# Meet Tumbles



## tazzatrillz (Feb 4, 2011)

This is Tumbles, my new hedgehog  I got her yesterday and she's already letting me stroke her.. as much as is possible with a ball of spikes. She's not to fond of my boyfriend though :lol: The only problem is that she seems to like to try and climb down my pants which, I can tell you, is not the most comfortable experience I've ever had. :roll: 
She also likes to tug on the string of one of my bracelets and seems to be attracted to the shininess of my other bracelet. But, apart from her magpie-like tendancies, she's a cutie.

Apologies for the crappy picture, I had to take it with the only camera at hand, which was my Ipod camera.


----------



## infamousrenie (Dec 18, 2010)

She's adorable!


----------



## PJM (May 7, 2010)

Tumbles really is a cutie-pie.  
Can't wait to see more pictures!


----------



## Nancy (Aug 22, 2008)

She is adorable.


----------



## StinkyHedgie (Jan 15, 2011)

awww shes so cute and little!! and her face is ultra cute!!


----------



## MissC (Nov 15, 2010)

And 'Tumbles' suits her perfectly. Please say kudos to your dad from me.


----------



## tie-dye hedgie (Dec 19, 2009)

Tumbles does fit her well, she's precious!


----------



## tazzatrillz (Feb 4, 2011)

Here are some better pictures of the spikey monster, that I've recently realised is just a softy who likes having under her chin scratched while she falls asleep with her head on my hands. However, any sudden movements turn her back into the spikey monster of sheer pain and agony towards my hands.


----------



## Hedgieonboard (Nov 15, 2009)

Tumbles is adorable, congratulations on your new addition to the family


----------



## tazzatrillz (Feb 4, 2011)

Thanks  

And, MissC, I told my dad 'grats on thinking of Tumbles' name in a way that no-one else did :lol:


----------



## cynthb (Aug 28, 2008)

Congrats, she's adorable!

Our first hedgie was also named Tumbles  She was clever (for a hedgie) and very social, and lived to be almost 7, so it's a name with a good history!


----------



## cylaura (Jan 13, 2011)

She is so adorable! Congratulations!



> She also likes to tug on the string of one of my bracelets and seems to be attracted to the shininess of my other bracelet. But, apart from her magpie-like tendancies, she's a cutie.


I have this one necklace which is long and has lots of beads on it, and every time I have it on, Liam attacks it like no tomorrow. Every. Time. You would think he understood by now that hard plastic shiny things =/= food, but alas.
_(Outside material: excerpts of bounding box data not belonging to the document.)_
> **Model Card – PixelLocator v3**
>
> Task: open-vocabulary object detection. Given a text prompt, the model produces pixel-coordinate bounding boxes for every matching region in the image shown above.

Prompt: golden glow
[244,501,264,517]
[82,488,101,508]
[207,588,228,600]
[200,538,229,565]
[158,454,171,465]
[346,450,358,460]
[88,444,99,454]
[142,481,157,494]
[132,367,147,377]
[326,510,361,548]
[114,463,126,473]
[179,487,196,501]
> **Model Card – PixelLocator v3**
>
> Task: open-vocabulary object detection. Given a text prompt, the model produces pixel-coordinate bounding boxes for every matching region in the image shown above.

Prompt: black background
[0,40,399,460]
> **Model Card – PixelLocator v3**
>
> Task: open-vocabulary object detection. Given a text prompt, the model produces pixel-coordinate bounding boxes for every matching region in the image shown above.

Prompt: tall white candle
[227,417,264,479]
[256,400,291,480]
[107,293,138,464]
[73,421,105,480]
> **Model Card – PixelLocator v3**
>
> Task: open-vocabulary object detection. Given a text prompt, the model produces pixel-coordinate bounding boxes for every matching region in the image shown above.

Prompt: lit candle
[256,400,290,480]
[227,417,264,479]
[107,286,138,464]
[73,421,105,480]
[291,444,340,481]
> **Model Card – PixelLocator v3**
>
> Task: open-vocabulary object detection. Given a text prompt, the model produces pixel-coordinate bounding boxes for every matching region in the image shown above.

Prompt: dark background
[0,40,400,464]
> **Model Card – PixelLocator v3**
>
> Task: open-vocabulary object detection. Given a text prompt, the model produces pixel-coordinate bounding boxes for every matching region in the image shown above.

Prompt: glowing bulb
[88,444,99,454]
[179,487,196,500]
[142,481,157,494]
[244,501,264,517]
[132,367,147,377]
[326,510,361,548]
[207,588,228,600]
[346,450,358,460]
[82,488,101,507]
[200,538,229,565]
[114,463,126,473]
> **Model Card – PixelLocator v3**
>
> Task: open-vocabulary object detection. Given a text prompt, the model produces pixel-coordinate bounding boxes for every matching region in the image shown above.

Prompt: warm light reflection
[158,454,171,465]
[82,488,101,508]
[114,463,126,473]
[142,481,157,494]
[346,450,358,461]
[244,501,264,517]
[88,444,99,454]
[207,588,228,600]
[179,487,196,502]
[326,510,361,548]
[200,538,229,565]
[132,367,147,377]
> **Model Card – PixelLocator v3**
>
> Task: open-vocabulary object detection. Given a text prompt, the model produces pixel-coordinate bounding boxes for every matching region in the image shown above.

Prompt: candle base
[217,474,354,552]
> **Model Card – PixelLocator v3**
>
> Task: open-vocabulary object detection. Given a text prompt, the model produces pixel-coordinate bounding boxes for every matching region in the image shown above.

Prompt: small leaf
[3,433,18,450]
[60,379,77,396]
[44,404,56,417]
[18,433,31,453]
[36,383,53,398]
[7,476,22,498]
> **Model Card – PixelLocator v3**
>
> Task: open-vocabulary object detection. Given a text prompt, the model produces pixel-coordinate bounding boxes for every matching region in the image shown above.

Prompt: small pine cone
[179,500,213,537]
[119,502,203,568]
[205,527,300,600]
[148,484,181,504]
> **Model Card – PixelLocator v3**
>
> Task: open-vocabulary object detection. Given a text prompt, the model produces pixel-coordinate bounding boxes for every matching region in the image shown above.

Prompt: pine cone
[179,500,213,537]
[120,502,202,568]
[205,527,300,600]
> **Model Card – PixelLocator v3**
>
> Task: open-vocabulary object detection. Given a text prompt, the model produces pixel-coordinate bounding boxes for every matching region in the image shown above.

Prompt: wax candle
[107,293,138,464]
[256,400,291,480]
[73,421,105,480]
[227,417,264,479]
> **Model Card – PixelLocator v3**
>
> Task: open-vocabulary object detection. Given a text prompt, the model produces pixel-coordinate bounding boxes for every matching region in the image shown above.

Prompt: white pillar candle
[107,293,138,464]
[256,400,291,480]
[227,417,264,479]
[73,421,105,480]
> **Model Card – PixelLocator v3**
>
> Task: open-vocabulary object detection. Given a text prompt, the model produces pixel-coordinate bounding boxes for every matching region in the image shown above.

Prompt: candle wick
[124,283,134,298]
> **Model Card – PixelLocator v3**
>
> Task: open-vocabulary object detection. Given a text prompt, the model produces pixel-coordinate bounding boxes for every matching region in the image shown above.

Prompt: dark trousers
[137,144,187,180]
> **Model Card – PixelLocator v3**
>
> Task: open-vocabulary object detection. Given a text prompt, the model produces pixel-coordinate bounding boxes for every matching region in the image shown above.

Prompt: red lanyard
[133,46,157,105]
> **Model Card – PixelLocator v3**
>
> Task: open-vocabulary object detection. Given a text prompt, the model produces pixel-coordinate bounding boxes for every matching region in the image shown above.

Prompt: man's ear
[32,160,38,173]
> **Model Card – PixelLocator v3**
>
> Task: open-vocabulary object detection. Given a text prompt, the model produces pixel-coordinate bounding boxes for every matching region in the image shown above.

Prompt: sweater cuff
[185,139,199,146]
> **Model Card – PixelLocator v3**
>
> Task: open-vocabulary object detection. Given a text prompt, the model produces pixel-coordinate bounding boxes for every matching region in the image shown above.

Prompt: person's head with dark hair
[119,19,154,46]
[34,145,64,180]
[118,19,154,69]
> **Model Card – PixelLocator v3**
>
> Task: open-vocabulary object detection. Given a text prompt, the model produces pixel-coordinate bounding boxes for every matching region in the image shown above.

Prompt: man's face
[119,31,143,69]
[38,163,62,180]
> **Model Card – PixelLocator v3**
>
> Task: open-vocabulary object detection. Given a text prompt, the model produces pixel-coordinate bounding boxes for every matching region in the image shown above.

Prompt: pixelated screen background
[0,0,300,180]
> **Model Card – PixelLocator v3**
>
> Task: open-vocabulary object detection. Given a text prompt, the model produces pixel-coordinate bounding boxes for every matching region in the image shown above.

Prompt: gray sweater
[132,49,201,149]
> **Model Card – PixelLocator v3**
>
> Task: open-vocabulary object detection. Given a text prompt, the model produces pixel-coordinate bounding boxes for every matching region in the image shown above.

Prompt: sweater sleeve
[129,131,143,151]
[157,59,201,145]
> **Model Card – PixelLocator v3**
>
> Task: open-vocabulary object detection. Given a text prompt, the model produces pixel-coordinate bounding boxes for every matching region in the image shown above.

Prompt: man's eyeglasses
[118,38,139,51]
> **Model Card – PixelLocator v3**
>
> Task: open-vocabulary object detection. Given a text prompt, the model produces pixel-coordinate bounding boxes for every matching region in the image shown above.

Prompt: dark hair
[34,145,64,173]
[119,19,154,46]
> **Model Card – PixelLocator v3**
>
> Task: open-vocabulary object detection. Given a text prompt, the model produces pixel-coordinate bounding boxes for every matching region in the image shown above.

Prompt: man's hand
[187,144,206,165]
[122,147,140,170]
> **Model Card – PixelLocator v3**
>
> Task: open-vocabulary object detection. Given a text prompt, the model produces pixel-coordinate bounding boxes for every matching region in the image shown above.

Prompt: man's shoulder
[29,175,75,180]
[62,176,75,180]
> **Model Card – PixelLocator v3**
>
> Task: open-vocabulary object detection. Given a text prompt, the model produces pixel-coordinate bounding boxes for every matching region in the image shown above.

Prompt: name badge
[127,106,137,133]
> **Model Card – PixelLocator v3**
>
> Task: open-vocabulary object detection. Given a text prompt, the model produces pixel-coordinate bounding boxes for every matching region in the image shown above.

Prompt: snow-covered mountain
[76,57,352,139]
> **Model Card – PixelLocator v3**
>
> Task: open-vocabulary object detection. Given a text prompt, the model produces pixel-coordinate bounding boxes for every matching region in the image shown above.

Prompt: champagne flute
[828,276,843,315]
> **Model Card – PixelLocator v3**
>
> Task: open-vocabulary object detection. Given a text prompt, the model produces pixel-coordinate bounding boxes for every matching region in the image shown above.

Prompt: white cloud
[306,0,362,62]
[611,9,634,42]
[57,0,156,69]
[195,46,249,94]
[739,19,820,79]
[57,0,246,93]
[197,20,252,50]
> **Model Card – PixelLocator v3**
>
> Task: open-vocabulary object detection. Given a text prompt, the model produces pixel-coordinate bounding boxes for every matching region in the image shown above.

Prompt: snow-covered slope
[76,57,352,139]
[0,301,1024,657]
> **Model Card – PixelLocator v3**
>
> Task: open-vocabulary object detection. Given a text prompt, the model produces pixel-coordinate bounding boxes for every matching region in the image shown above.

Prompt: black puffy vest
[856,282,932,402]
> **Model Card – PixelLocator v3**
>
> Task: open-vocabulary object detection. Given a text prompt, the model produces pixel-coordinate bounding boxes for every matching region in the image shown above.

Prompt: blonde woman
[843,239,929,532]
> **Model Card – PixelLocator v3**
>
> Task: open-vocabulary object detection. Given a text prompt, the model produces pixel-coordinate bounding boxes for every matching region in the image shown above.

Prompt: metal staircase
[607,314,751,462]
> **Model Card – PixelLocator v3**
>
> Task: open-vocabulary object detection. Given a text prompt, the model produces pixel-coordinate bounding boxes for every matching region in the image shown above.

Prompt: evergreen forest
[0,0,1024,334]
So, I feel your pain. :lol:


----------



## tazzatrillz (Feb 4, 2011)

cynthb said:


> Our first hedgie was also named Tumbles  She was clever (for a hedgie) and very social, and lived to be almost 7, so it's a name with a good history!


Hopefully my Tumbles will live to such a ripe old age. She's quite clever too, I've realised she won't walk off my legs unless me hand is there as steps :roll:



cylaura said:


> I have this one necklace which is long and has lots of beads on it, and every time I have it on, Liam attacks it like no tomorrow. Every. Time. You would think he understood by now that hard plastic shiny things =/= food, but alas. So, I feel your pain. :lol:


:lol: Tumbles is the same, she'll go insane with it and doesn't quite realised it isn't going anywhere because it's attatched to my wrist.


----------



## MissC (Nov 15, 2010)

tazzatrillz said:


> Here are some better pictures of the spikey monster, that I've recently realised is just a softy who likes having under her chin scratched while she falls asleep with her head on my hands. However, any sudden movements turn her back into the spikey monster of sheer pain and agony towards my hands.


Is it just me or is she giving us the bird with her right 'hand' in the second pic? :?


----------



## RalphsMum (Oct 14, 2010)

aaaaw! She's cute!
Glad you went with the name "Tumbles" - great name!


----------



## tazzatrillz (Feb 4, 2011)

MissC said:


> Is it just me or is she giving us the bird with her right 'hand' in the second pic? :?


 :lol: I never even noticed that, but it seems like she is. She isn't the cute, innocent hedgehog everyone seems to think she is.


----------



## Rosalia (Nov 9, 2010)

Cute hedgehog! ^^


----------



## tazzatrillz (Feb 4, 2011)

RalphsMum said:


> Glad you went with the name "Tumbles" - great name!


  After having the feedback on Tumbles and having it in my head for a few hours.. I just couldn't think of anything else I could possibly name her.

And I'm sure that she would appreciate all the lovely comments she is getting, even if she was giving the camera the finger. :lol:


----------